The all-region DVD is the same concert as Jazz 1 Sverige ‘72, but here viewers can see Sevda’s interaction. The color set-up is well presented and the clarity of the older, pre-digital film is engaging: there is some video streaking where studio lights glare off the brass instruments but it does not detract from the presentation. The three-camera arrangement provides motile and mobile images. The cameras pan, zoom in to tight close-ups on all instruments, and long shots display the band and the sparse television studio audience. The Dolby 2.0 sound is clear and crisp. Hippie-era clothing and haircuts timestamp the proceedings, but the only negative visual is a very young rather spastic dancing girl who can be spotted at the edge of the stage in the wide shots: an odd complement to the show.

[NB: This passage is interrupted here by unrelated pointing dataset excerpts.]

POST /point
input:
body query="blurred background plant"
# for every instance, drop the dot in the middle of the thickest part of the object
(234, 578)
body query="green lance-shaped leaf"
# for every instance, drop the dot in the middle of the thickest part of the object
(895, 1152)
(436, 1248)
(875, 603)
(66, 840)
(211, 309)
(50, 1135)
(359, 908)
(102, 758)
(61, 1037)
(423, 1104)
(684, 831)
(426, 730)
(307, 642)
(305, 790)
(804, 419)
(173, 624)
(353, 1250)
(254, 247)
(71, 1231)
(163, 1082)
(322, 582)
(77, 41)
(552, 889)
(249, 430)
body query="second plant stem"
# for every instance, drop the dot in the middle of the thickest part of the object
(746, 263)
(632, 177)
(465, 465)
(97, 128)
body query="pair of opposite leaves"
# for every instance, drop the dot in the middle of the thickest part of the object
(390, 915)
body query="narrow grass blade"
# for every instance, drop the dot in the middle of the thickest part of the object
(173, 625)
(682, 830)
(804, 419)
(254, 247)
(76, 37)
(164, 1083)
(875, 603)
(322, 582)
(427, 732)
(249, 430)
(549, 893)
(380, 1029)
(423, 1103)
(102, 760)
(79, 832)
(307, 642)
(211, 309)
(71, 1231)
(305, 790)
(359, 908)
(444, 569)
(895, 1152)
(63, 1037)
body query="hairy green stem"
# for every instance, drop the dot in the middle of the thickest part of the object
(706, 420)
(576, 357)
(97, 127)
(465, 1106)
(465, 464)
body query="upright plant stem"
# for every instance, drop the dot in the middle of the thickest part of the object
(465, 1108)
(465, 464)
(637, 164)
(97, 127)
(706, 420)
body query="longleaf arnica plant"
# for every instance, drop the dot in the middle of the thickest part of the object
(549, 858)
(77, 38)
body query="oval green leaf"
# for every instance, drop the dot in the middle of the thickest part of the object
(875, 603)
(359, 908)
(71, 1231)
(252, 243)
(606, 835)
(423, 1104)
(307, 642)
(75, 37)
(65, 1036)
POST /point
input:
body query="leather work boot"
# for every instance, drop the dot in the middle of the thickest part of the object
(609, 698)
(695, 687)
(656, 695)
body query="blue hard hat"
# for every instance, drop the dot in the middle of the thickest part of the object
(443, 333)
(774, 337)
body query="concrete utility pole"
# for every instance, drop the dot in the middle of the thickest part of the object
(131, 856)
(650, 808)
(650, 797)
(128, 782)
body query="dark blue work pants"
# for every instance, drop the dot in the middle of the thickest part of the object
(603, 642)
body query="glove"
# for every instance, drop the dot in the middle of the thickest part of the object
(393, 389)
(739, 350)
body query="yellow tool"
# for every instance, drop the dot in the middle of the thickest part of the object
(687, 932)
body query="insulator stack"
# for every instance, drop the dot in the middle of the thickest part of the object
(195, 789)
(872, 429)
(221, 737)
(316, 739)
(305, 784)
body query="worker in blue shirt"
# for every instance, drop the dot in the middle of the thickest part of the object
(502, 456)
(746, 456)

There is also a brief, annoying audio buzz during the closing credits.

Although the Sevda boxed set was released late last year, the collection probably fell well under the radar of most jazz fans, so this is a good time to reappraise or discover Sevda’s contributions to jazz and to what Don Cherry dubbed world music (in which he meant jazz which tapped musical resources outside of the jazz norm). The group’s history and chronology are finely detailed in a 16-page booklet with liner notes, photographs and complete credits, as well as related text which accompany both CDs. For those interested, the Sevda musicians are still active. Falay split up Sevda but is still a part of Sweden’s ever-growing jazz scene and is a hero in Turkey. Okay Temiz sustains his wide-ranging musical horizons and is a prominent world music player who has worked in several idioms. Gunnar Bergsten is one of the top Scandinavian baritone saxophonists and is a respected composer, soloist and leader. Ove Gustafsson has maintained his presence in the Swedish jazz community, with credits on numerous jazz releases.

TrackList:
CD 1: Taksim; Hicaz Dolap; Tamzara; Batum; Karadeniz; Makadonya; Çifte Telli; Karşilama.
CD 2: Taksim; Misket; Ya Mustafa; Çifte Telli; Köçekce; Oyun Havasi; Çadirimin üstüne; Karşilama; Çadirimin üstüne (da capo); Naciye; Kürt Ali.